On the other hand, search sends fewer conversions and they’re more expensive on a cost-per-conversion. However, those conversions close into won customers, who deliver lots of revenue, at a very high rate.
Knowing this, you can make more strategic decisions. Maybe you don’t have the budget or personnel to focus on both social and search. And the outcomes have revealed that it’s better to focus on search because that’s where you’re driving the most revenue.
Closed-loop marketing shows you which campaigns and channels drive the most revenue, according to the revenue attribution model you use.
It also shows you which drive the?least?revenue.
In other words, revenue data shows you which of your efforts are generating a return on your investment and which are simply wasting your budget, providing the information you need to cut spending on underperforming campaigns.
Without knowing which customers convert, it’s very difficult to form a complete picture of your customer buying journey. You can make educated guesses or interview a handful of customers, but there’s no guarantee that what you come up with reflects the actual journey your customers take.
One of the best things about consolidated marketing and sales data is that you can see every single interaction customers had with your brand—from their first anonymous visit to the day they signed the check.
What campaigns did they interact with? What pages did they visit on your site? Did they request a demo, sign up for your newsletter, or visit your contact page and call?
Of course, you can do that without revenue data too, but only for the journey from being an anonymous visitor to becoming a known lead.
With closed-loop marketing, you can isolate that information down to only those individuals who became your most valuable customers, find consistencies in the journeys they took, and map out a new journey that guides prospects through an ideal experience.
with CLM, marketing and sales teams form a partnership.
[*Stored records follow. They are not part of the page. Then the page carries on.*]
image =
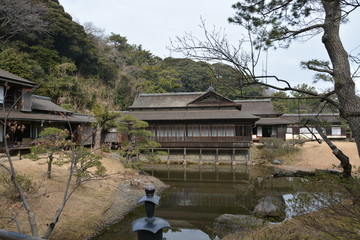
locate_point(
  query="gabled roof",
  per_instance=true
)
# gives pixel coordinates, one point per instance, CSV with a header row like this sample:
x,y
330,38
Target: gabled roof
x,y
164,100
210,97
47,116
328,117
41,103
258,107
192,115
181,100
9,77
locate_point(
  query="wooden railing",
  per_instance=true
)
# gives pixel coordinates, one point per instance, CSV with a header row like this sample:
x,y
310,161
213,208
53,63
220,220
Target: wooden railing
x,y
203,139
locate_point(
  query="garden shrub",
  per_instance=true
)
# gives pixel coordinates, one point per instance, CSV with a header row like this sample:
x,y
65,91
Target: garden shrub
x,y
275,147
25,182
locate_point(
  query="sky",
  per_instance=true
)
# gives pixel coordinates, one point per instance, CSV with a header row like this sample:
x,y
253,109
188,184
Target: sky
x,y
153,24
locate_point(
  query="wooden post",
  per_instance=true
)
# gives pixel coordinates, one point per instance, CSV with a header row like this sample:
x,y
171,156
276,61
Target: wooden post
x,y
233,157
217,156
168,161
184,156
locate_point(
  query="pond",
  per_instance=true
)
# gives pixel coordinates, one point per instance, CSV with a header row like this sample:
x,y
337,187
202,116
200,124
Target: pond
x,y
198,194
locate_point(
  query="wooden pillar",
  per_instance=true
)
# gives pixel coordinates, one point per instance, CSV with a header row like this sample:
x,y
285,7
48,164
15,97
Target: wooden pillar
x,y
217,156
168,161
233,157
249,156
184,156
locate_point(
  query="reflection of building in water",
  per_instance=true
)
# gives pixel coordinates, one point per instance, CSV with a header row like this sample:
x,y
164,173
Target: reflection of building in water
x,y
199,194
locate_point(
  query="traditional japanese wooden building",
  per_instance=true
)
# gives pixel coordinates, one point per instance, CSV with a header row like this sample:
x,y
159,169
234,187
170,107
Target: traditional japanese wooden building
x,y
201,123
270,123
334,127
25,115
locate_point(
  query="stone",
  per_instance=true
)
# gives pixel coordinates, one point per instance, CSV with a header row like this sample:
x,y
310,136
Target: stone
x,y
277,161
230,223
271,208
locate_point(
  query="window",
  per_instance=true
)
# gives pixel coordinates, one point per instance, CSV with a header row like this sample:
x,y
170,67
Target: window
x,y
336,131
304,131
1,94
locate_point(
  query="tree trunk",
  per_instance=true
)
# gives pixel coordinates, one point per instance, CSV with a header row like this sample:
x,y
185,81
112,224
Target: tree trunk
x,y
344,160
51,158
344,85
98,138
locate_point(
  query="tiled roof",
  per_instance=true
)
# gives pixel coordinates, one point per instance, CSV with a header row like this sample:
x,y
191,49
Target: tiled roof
x,y
9,77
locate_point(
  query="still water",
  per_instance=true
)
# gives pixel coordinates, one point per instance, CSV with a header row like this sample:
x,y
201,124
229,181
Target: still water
x,y
198,194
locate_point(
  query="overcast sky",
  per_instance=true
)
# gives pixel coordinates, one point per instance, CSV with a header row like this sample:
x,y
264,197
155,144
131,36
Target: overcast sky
x,y
153,23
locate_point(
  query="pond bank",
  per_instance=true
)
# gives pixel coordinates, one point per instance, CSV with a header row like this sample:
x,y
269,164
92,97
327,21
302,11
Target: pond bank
x,y
90,209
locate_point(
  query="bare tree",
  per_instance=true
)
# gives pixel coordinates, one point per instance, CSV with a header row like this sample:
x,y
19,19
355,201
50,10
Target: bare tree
x,y
281,22
79,159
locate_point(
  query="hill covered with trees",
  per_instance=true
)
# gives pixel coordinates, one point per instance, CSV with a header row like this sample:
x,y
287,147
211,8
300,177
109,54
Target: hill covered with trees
x,y
79,66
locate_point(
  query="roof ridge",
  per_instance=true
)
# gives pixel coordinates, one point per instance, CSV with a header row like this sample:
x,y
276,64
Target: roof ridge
x,y
169,94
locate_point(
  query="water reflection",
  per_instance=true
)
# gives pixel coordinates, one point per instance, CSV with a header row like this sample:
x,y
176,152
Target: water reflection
x,y
201,193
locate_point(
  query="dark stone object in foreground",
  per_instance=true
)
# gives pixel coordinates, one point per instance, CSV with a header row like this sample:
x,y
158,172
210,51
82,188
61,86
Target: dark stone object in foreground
x,y
150,227
271,207
277,161
229,223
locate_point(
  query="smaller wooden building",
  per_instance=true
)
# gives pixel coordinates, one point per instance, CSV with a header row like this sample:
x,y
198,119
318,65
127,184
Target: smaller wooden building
x,y
25,115
333,126
200,122
270,123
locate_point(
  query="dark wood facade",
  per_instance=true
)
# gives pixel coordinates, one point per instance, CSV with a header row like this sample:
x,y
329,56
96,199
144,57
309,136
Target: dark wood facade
x,y
200,121
25,115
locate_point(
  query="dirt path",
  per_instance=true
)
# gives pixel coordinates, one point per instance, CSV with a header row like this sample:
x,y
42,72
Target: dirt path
x,y
319,156
91,208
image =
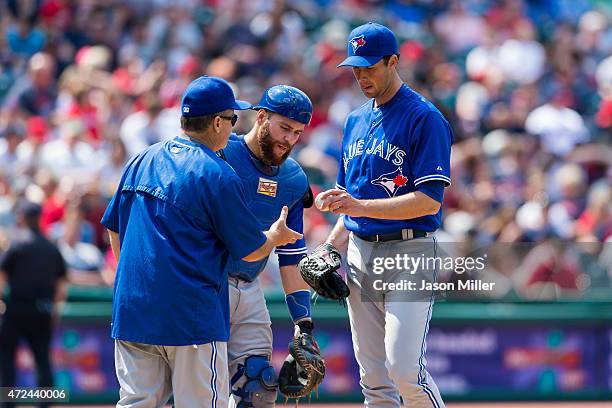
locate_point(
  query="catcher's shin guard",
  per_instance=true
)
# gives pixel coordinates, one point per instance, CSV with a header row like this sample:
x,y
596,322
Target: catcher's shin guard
x,y
260,388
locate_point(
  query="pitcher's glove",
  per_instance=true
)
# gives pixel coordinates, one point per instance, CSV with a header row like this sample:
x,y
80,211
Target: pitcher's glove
x,y
319,270
304,368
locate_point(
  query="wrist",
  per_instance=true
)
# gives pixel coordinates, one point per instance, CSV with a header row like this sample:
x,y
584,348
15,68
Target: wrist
x,y
298,304
363,207
273,237
306,326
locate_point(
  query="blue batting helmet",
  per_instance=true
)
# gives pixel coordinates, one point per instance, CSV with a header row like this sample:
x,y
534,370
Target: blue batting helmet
x,y
287,101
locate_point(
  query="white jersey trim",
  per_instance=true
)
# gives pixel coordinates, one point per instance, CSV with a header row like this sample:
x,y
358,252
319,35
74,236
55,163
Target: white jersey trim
x,y
291,251
432,177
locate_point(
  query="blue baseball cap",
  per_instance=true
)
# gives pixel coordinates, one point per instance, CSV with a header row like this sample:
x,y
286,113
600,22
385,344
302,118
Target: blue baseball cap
x,y
287,101
207,95
368,43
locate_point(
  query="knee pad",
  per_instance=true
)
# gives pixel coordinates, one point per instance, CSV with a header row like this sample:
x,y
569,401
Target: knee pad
x,y
260,388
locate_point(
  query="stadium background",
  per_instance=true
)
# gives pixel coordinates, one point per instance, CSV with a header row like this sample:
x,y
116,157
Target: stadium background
x,y
526,85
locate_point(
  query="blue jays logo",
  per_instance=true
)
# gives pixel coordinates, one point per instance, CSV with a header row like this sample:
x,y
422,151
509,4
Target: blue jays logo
x,y
391,182
357,42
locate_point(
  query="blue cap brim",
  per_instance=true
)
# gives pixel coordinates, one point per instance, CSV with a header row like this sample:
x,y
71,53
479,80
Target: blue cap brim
x,y
241,105
359,61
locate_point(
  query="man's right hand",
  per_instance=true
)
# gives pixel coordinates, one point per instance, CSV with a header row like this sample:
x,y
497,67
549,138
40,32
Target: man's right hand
x,y
280,233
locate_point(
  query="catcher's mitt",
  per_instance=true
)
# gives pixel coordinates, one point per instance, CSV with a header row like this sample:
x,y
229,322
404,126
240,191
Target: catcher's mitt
x,y
303,369
319,270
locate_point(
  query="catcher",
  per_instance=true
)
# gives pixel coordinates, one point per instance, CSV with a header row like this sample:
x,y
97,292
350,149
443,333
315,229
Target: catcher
x,y
271,180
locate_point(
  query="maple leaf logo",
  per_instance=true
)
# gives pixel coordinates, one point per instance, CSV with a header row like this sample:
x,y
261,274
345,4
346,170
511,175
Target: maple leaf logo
x,y
357,42
391,182
400,180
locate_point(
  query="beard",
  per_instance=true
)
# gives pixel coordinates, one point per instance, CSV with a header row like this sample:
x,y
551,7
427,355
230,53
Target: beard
x,y
267,145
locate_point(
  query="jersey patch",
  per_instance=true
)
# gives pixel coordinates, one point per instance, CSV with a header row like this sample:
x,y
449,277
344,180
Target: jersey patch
x,y
391,182
267,187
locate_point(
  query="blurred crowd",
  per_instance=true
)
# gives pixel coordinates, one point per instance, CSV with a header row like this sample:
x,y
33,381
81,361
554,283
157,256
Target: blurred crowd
x,y
526,85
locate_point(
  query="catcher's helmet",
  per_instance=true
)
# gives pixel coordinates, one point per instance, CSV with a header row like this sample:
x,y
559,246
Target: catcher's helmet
x,y
287,101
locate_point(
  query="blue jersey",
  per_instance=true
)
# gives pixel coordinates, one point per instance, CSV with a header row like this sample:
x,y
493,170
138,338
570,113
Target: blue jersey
x,y
390,150
266,195
180,213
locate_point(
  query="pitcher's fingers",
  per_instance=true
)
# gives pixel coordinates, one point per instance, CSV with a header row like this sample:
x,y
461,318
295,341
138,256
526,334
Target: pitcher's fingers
x,y
330,192
284,213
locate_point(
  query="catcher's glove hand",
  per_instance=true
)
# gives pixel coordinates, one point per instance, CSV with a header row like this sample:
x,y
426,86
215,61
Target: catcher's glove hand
x,y
319,270
303,369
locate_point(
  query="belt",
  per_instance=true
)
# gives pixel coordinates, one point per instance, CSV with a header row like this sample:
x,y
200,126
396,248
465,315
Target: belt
x,y
403,235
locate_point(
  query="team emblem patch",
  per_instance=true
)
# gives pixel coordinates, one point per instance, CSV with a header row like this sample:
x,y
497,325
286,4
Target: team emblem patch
x,y
357,42
267,187
391,182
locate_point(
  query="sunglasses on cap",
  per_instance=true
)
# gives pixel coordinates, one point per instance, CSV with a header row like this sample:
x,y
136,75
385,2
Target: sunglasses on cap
x,y
233,118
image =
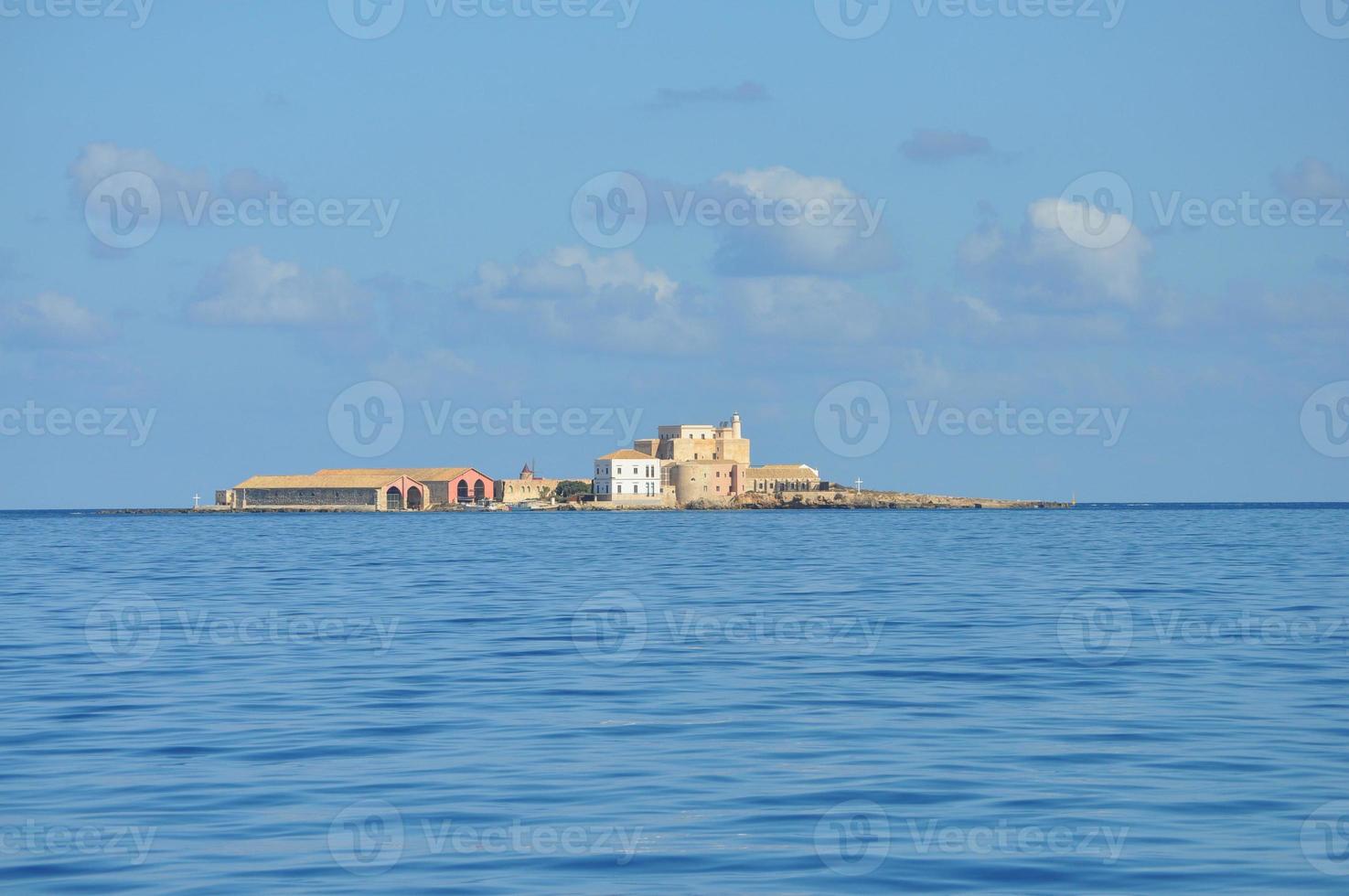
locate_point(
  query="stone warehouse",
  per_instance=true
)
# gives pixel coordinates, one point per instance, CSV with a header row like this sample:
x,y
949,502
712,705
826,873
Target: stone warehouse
x,y
375,490
693,463
528,487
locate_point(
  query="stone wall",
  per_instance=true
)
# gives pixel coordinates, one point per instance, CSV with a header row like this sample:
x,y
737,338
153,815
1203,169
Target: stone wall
x,y
309,498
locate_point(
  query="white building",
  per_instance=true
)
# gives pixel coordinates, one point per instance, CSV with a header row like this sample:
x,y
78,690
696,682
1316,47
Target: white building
x,y
627,476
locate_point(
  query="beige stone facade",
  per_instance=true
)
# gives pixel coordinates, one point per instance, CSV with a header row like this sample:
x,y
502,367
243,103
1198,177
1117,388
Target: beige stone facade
x,y
526,487
712,464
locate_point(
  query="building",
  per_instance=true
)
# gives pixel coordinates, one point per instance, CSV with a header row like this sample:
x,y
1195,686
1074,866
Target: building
x,y
377,490
776,478
349,491
698,463
629,478
448,485
528,487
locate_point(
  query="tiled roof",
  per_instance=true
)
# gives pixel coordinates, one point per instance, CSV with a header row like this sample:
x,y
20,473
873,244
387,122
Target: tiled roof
x,y
783,471
421,474
369,479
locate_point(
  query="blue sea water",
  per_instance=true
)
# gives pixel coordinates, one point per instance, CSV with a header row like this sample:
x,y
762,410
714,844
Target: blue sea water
x,y
1102,699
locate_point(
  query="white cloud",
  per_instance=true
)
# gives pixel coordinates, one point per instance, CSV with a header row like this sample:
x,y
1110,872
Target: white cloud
x,y
943,146
99,161
1314,180
252,289
808,309
1065,257
611,301
850,239
51,320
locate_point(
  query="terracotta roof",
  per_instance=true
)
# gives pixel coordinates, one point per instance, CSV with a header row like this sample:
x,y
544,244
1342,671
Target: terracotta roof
x,y
783,471
369,479
421,474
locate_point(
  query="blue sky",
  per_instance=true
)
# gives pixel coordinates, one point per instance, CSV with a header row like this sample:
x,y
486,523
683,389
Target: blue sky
x,y
1218,351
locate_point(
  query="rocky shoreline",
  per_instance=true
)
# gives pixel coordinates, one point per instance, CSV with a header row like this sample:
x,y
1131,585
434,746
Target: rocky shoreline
x,y
794,501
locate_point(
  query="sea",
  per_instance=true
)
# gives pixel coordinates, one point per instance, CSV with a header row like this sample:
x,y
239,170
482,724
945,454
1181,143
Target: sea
x,y
1115,699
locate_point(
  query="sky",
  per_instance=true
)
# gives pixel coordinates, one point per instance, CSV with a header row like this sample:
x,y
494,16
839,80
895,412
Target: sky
x,y
1008,249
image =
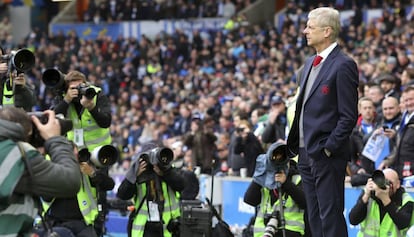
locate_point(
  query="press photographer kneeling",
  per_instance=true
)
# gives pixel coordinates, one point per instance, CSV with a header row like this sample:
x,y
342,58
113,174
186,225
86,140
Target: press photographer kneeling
x,y
384,208
154,186
29,174
80,213
277,194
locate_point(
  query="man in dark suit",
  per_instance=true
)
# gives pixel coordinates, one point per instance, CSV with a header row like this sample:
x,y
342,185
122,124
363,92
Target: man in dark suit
x,y
326,113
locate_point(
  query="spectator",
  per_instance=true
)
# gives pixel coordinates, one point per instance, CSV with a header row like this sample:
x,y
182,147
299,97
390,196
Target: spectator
x,y
361,167
201,142
376,94
401,158
248,146
389,85
383,207
34,172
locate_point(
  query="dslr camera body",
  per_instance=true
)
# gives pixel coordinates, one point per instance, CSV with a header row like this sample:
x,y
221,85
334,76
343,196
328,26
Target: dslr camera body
x,y
160,156
272,223
102,156
86,90
380,180
36,139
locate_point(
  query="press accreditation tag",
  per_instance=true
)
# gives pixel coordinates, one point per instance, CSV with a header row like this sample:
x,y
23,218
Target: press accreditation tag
x,y
153,211
78,139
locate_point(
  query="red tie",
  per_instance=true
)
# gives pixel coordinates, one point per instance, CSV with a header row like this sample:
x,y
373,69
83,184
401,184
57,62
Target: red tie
x,y
317,60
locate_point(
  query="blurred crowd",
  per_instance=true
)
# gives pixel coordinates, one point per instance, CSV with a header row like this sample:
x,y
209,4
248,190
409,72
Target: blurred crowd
x,y
129,10
218,98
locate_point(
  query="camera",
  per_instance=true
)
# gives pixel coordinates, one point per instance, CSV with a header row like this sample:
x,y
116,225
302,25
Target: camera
x,y
173,227
22,60
272,224
239,130
36,139
55,79
160,156
86,90
278,159
379,179
102,156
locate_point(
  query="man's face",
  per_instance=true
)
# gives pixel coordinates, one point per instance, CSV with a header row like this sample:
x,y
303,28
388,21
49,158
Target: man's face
x,y
409,101
390,108
367,110
387,86
314,33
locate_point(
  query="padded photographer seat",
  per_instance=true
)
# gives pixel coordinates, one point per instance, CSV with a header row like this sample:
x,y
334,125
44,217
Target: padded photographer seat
x,y
196,219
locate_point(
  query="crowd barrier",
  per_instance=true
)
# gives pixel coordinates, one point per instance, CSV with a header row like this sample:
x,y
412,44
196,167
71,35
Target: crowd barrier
x,y
228,195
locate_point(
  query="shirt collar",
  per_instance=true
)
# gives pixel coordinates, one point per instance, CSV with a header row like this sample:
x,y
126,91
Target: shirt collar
x,y
325,53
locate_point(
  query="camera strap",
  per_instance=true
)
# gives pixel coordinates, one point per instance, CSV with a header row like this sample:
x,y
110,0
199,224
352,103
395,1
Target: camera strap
x,y
45,224
134,214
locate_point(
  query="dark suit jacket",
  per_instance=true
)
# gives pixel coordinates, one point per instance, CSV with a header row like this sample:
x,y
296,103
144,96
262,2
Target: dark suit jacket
x,y
331,110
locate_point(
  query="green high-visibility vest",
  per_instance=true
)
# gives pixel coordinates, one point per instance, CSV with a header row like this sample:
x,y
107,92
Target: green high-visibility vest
x,y
294,216
16,214
372,226
171,209
8,96
93,135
Sales benefits because marketing’s data feeds into sales’ CRM, letting sales reps see what products, services, and features prospects are interested in.
This lets them craft more targeted and personalised sales pitches.
Marketing teams see which of their initiatives generate the most conversions and can use that information to send sales more qualified leads.
This means more commissions for sales teams, proving the value of collaborating with marketing.
Marketers not only get a strategic partner in sales, but also the data they need to prove that all of their hard work has a positive impact on the company’s bottom line.